No F-bombs this time around.

This past Saturday, V122 cover star Kristen Stewart hosted Saturday Night Live for the second time ever. If you don’t remember, the last time Stewart headed the live comedy show, she accidentally dropped an F-bomb on stage and impressed naysayers with her comedic chops. This time around, Kristen kept her language clean and played up her image as an alt heartthrob. There were sex clubs. There were hungry jurors. There was paint. Here are Kristen’s best moments from SNL this past week:

1. The Tell-All Monologue

Rather than opening up the door to another slip-up, Kristen wisely decided to field questions from the audience for her monologue. Except this time, she’d be asking the audience the questions. She wants to know her viewers’ relationships with their parents, and how they’re really doing. The sketch hits its high point when Kristen tells cast member Pete Davidson that she already knows too much about him, and he should try sharing less.

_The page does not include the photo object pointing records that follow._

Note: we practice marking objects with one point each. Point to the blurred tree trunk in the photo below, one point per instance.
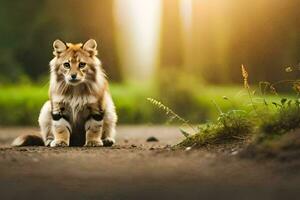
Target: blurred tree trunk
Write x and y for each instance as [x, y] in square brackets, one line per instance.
[171, 36]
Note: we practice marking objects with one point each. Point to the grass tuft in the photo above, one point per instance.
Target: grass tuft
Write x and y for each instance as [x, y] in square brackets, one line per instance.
[231, 126]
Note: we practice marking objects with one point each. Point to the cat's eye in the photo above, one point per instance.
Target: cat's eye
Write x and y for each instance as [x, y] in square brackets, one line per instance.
[82, 65]
[67, 65]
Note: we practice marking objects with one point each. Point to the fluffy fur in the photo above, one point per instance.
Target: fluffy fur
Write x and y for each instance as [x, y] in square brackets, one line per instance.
[80, 110]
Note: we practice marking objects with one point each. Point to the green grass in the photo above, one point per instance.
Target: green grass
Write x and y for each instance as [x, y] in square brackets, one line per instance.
[20, 104]
[231, 126]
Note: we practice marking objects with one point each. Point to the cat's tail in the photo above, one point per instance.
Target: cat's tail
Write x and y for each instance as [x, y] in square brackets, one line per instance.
[28, 140]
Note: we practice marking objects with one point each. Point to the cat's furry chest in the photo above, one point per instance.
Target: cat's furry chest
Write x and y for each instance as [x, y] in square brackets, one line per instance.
[77, 108]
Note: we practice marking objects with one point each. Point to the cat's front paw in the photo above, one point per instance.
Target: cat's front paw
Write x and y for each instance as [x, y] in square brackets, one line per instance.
[58, 143]
[94, 143]
[108, 142]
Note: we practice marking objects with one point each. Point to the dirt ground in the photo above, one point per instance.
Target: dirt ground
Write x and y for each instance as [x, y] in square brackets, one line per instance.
[136, 169]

2. Duolingo for Talking to Children

Face it: children can be difficult to talk to. Kristen Stewart, for all her layers of adult cool, is the perfect actress to pitch a language-learning program for how to gas up her friends’ kids and listen to their endless, meandering anecdotes. The real punchline of the ad, however, was the throwaway line for Duolingo’s other new program: Talking to Your Dad.

3. Corporate Nightmare

Kristen Stewart has always been a bit of a punk, but the SNL digital short “Corporate Nightmare” plays up her rock n’ roll edge to an extreme degree. For a show known for its live comedy, SNL has always stood out for its digital music sketches, especially during the days of Lonely Island. While she’s no Andy Samberg, Kristen perfectly captures the highs and lows of the corporate ladder, whether you hate your boss or want to be him one day.

4. New Paint

The “New Paint” sketch went off in a wonderfully absurd direction. What began as an innocent question on home decor turned into Beck Bennett and Aidy Bryant’s domestic drama masterpiece. Stewart played the relatively demure newlywed in an increasingly off-the-rails sketch about the cost of high-quality paint. We’ll be pronouncing “colour” wrong for weeks to come.

While these moments stood out as the best of the best of the night, several sketches deserve honorable mention: “A Proposition,” in which Stewart plays an awkward pansexual at a sex club, unsuccessfully seducing a disinterested couple. Kate McKinnon’s cold open as Elizabeth Warren, while not including Stewart, also plays to all of McKinnon’s strengths as a political impersonator, with solid writing and just the right amount of winking enthusiasm. A few sketches fell truly flat, with confusing premises and elusive punchlines, including “Rosie the Riveter” and “Hero Dog Press Conference.” All in all, Stewart’s second time hosting proved fruitful, if a bit less scandalous than her last stint.